- 中华人民共和国童军总会
- Headquarters: The Scout Association of the People's Republic of China
- Location: Beijing, Shanghai
- Country: People's Republic of China
- Founded: August 2008
- Chief Commissioner: Rover Ye
- Website Scout of People's Republic of China

= Scout Association of the People's Republic of China =

Scout organization in China

The People's Republic of China now has multiple and originally separate Scouting activities within its borders.
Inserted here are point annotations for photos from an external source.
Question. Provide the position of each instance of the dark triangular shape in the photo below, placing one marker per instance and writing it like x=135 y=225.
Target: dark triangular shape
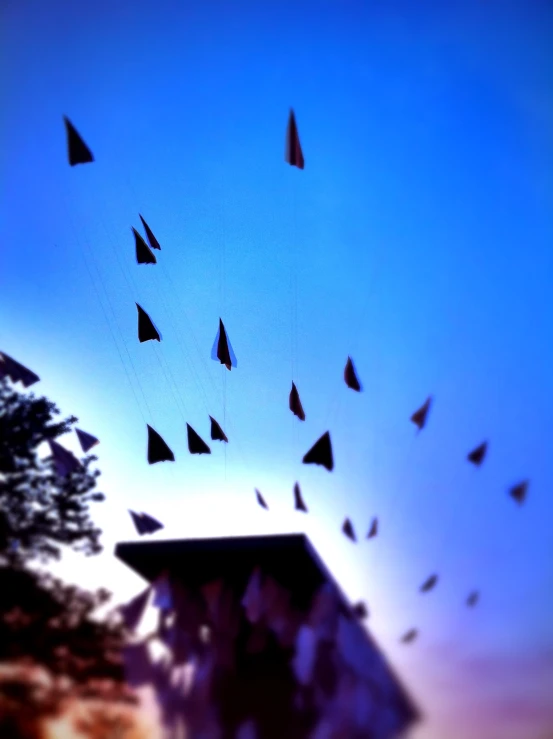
x=519 y=492
x=133 y=611
x=154 y=243
x=350 y=376
x=409 y=636
x=294 y=403
x=87 y=441
x=217 y=433
x=17 y=372
x=419 y=416
x=196 y=445
x=473 y=598
x=223 y=353
x=429 y=583
x=138 y=521
x=261 y=500
x=77 y=150
x=359 y=610
x=144 y=255
x=299 y=503
x=373 y=531
x=321 y=453
x=158 y=451
x=222 y=350
x=151 y=524
x=347 y=529
x=477 y=455
x=293 y=154
x=146 y=329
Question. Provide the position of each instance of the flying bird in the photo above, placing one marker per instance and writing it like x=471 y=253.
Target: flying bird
x=87 y=441
x=144 y=255
x=429 y=584
x=196 y=445
x=146 y=329
x=222 y=349
x=293 y=154
x=473 y=598
x=519 y=492
x=261 y=500
x=158 y=451
x=217 y=433
x=64 y=461
x=477 y=455
x=347 y=529
x=77 y=150
x=359 y=610
x=299 y=502
x=154 y=243
x=373 y=531
x=133 y=611
x=144 y=523
x=409 y=636
x=294 y=403
x=350 y=376
x=16 y=372
x=419 y=416
x=321 y=453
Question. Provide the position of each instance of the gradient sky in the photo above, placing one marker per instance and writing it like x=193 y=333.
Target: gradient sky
x=421 y=235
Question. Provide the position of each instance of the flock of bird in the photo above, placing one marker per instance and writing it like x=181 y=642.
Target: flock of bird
x=159 y=451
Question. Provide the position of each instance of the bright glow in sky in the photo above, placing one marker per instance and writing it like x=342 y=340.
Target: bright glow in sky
x=420 y=233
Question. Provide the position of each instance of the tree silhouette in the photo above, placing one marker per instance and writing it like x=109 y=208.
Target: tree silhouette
x=39 y=509
x=44 y=622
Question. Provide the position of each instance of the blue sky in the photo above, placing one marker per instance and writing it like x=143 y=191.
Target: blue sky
x=420 y=235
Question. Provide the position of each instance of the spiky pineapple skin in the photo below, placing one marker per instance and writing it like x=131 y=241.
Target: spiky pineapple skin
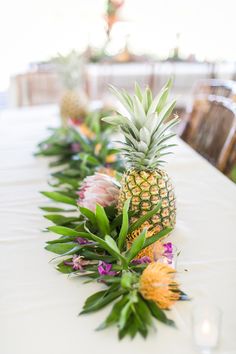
x=146 y=189
x=72 y=105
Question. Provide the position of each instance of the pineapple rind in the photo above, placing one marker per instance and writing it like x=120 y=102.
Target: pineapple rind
x=146 y=189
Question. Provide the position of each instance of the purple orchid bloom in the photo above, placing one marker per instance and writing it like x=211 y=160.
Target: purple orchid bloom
x=168 y=248
x=75 y=147
x=77 y=263
x=141 y=260
x=168 y=251
x=82 y=241
x=105 y=269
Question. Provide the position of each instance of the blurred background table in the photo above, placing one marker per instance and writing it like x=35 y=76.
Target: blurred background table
x=39 y=306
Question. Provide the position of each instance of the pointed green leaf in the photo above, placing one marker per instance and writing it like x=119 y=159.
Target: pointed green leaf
x=102 y=220
x=150 y=240
x=58 y=197
x=144 y=218
x=137 y=245
x=125 y=224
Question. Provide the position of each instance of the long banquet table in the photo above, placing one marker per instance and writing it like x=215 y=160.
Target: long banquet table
x=39 y=306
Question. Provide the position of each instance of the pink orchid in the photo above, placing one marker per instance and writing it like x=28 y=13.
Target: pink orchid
x=141 y=260
x=98 y=189
x=105 y=269
x=77 y=263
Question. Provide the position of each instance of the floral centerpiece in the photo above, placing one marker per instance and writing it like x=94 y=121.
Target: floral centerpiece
x=115 y=222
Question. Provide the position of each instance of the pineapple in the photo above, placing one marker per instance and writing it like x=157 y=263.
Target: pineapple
x=74 y=101
x=73 y=106
x=146 y=133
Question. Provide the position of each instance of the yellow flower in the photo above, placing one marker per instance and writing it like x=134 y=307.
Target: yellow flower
x=107 y=171
x=97 y=149
x=157 y=284
x=111 y=158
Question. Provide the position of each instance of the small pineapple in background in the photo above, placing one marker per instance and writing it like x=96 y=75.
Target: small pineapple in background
x=146 y=135
x=74 y=101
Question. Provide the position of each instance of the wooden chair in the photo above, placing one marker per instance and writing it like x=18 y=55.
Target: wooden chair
x=222 y=88
x=210 y=129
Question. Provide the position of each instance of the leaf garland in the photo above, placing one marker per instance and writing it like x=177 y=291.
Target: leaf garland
x=103 y=233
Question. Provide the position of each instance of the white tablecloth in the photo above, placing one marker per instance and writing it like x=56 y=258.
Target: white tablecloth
x=39 y=306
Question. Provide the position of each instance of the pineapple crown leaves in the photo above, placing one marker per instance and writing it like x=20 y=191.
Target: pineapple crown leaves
x=145 y=127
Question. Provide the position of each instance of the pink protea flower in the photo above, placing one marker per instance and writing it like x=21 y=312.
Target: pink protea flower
x=98 y=189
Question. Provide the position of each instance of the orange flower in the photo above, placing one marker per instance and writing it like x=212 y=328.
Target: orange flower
x=86 y=131
x=157 y=284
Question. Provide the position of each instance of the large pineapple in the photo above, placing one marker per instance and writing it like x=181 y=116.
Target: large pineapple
x=146 y=132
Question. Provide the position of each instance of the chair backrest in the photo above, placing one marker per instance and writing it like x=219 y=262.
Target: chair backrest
x=222 y=88
x=211 y=128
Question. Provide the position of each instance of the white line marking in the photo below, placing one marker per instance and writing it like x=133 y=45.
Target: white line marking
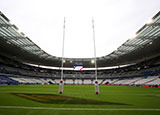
x=81 y=109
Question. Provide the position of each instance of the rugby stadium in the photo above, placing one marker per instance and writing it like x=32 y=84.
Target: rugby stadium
x=128 y=79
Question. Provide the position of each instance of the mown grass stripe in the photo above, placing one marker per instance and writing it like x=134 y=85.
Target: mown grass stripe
x=81 y=109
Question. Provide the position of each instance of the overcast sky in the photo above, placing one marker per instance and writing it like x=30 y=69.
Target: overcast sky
x=115 y=22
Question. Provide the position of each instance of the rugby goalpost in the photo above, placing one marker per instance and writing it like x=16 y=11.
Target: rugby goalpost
x=61 y=83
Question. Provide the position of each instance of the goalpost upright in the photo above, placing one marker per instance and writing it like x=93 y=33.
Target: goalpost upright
x=95 y=61
x=61 y=81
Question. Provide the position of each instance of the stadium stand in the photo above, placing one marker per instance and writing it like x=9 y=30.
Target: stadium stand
x=140 y=56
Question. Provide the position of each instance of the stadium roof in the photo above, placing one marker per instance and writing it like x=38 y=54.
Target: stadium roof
x=143 y=46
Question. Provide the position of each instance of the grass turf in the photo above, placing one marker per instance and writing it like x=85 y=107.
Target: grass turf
x=78 y=96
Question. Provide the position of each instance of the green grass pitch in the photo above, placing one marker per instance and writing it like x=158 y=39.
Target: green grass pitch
x=78 y=100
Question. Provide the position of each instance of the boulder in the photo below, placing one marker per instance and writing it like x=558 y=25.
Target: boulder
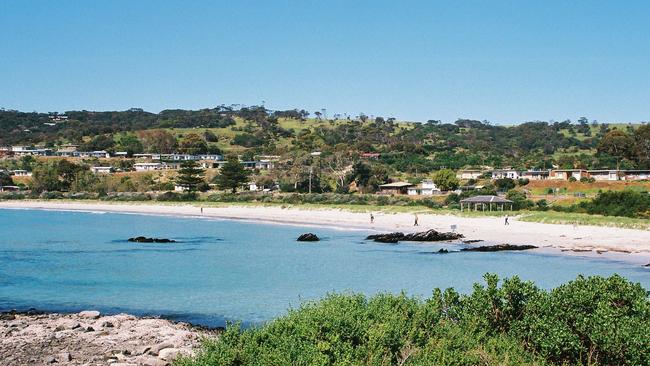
x=144 y=239
x=429 y=235
x=432 y=235
x=89 y=314
x=308 y=237
x=498 y=248
x=391 y=238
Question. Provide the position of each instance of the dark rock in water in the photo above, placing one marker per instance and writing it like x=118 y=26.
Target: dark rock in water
x=308 y=237
x=498 y=248
x=432 y=235
x=391 y=238
x=142 y=239
x=429 y=235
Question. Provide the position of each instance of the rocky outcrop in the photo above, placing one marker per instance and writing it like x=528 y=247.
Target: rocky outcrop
x=143 y=239
x=498 y=248
x=391 y=238
x=429 y=235
x=308 y=237
x=77 y=339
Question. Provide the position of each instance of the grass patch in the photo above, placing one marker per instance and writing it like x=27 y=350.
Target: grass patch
x=552 y=217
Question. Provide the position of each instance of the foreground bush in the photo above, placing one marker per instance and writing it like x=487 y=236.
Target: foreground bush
x=589 y=321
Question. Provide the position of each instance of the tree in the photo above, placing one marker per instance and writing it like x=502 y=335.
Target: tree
x=5 y=179
x=446 y=180
x=193 y=144
x=99 y=143
x=504 y=184
x=157 y=141
x=45 y=178
x=190 y=176
x=231 y=175
x=642 y=146
x=129 y=143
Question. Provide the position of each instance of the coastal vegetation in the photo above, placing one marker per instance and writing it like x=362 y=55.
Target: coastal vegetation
x=587 y=321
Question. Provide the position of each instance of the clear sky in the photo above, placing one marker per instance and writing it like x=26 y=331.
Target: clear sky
x=504 y=61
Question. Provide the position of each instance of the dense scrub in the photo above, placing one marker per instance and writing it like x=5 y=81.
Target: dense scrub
x=588 y=321
x=614 y=203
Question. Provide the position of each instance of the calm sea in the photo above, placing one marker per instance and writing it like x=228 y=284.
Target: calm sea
x=229 y=270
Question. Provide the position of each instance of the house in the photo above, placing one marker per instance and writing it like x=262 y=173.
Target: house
x=9 y=188
x=426 y=188
x=395 y=188
x=100 y=169
x=565 y=174
x=469 y=174
x=505 y=173
x=25 y=151
x=485 y=201
x=145 y=167
x=536 y=174
x=636 y=174
x=21 y=173
x=606 y=174
x=101 y=154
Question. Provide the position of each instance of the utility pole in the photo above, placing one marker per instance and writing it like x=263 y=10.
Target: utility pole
x=311 y=171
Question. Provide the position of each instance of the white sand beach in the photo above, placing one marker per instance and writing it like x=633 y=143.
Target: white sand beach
x=602 y=240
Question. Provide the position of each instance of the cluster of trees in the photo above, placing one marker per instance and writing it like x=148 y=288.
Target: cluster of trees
x=588 y=321
x=404 y=148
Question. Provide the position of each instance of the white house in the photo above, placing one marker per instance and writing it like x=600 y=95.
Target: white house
x=145 y=167
x=505 y=173
x=426 y=188
x=100 y=169
x=22 y=173
x=469 y=174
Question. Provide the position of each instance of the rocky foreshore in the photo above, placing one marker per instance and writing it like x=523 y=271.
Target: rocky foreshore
x=88 y=338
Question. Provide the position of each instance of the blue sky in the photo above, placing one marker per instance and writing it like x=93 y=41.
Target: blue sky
x=504 y=61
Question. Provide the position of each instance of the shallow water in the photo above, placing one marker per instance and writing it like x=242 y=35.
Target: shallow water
x=231 y=270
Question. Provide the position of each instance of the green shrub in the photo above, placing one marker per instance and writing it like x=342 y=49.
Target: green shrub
x=587 y=321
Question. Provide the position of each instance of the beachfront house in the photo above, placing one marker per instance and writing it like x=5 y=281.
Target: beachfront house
x=636 y=174
x=101 y=169
x=146 y=167
x=606 y=174
x=426 y=188
x=21 y=173
x=396 y=188
x=505 y=173
x=467 y=174
x=566 y=174
x=485 y=203
x=536 y=174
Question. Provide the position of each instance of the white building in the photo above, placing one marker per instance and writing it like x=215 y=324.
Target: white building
x=426 y=188
x=145 y=167
x=505 y=173
x=469 y=174
x=100 y=169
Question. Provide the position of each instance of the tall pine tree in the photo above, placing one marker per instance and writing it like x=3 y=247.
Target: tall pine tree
x=190 y=175
x=231 y=175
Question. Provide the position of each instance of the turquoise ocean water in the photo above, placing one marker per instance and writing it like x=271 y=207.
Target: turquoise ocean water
x=230 y=270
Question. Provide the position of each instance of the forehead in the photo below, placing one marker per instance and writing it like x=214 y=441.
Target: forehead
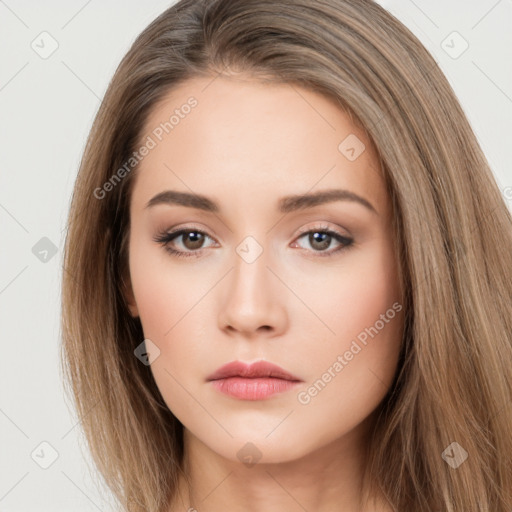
x=249 y=142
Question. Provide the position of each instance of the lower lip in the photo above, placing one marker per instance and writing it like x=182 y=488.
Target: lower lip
x=252 y=389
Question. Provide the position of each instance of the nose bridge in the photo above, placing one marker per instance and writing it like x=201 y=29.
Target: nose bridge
x=250 y=298
x=251 y=273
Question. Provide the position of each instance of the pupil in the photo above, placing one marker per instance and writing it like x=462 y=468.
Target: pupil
x=323 y=243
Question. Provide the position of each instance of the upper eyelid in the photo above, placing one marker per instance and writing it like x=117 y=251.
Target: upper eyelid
x=182 y=230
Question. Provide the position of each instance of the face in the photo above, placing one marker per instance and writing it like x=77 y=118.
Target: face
x=310 y=285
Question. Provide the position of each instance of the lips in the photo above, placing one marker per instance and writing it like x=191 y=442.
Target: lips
x=257 y=381
x=260 y=369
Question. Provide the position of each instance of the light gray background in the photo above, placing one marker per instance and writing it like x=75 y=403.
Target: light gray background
x=46 y=110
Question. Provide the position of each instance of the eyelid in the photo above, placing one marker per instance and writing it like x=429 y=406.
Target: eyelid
x=167 y=236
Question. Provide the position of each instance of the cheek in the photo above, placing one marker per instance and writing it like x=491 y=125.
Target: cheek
x=361 y=304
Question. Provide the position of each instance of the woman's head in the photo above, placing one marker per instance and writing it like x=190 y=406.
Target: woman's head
x=253 y=282
x=246 y=102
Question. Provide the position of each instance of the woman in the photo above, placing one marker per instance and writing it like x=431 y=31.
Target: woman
x=287 y=277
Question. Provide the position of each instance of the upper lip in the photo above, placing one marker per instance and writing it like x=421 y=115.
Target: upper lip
x=254 y=370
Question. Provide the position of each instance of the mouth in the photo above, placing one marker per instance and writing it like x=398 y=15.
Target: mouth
x=256 y=381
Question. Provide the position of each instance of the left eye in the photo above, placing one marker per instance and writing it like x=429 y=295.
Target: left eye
x=193 y=240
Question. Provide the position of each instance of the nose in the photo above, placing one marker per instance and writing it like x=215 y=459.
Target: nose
x=252 y=301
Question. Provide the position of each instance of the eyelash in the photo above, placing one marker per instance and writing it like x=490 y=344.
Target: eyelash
x=165 y=238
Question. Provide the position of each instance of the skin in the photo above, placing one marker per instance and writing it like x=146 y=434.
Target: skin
x=245 y=145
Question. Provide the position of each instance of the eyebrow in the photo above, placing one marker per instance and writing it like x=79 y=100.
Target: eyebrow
x=285 y=204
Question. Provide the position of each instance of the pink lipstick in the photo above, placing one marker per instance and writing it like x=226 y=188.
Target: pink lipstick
x=256 y=381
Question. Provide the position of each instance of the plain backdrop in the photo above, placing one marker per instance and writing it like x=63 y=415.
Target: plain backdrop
x=47 y=105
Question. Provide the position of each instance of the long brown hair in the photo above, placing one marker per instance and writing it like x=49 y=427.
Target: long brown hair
x=452 y=394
The newly founded Scout Association of the People's Republic of China (中华人民共和国童军总会) serves Rover Scouts and Venture Scouts 15 years old and above in both genders.
Registered units of this association are the Shanghai Scout, Rover Alpha Fujian Crew, Guangdong Rover, Rover "A" Jiangsu Crew. Scouts of this association took part in Jamboree on the Air and Jamboree on the Internet 2009 and the association issued several memorabilia for these events. In close connection with the Scout Association of the People's Republic of China is the Team Delta Rovers (中国三角洲成人童军队).

==History==
===Post-1949===
The Scouting Movement was banned by the Chinese Communist Party after it consolidated its power throughout the Mainland following its victory in the Chinese Civil War 1949. However, Scouting was re-introduced in Shanghai and Shanghai Scout Club (currently known as Shanghai Scout) was founded in December 2006. Many camps and training activities were organized. Scout Leaders were trained (base on Wood Badge Training Scheme provided by WOSM APR). In August 2008, the Scout Association of the People's Republic of China was officially founded. From there, the movement spread to other provinces. However, the organization is not officially supported by the government of China.

Currently, the movement has one National Council, two Regional Councils, four District Councils and nine Crews/Troop from four different Provinces (Fujian, Shanghai, Guangdong and Jiangsu).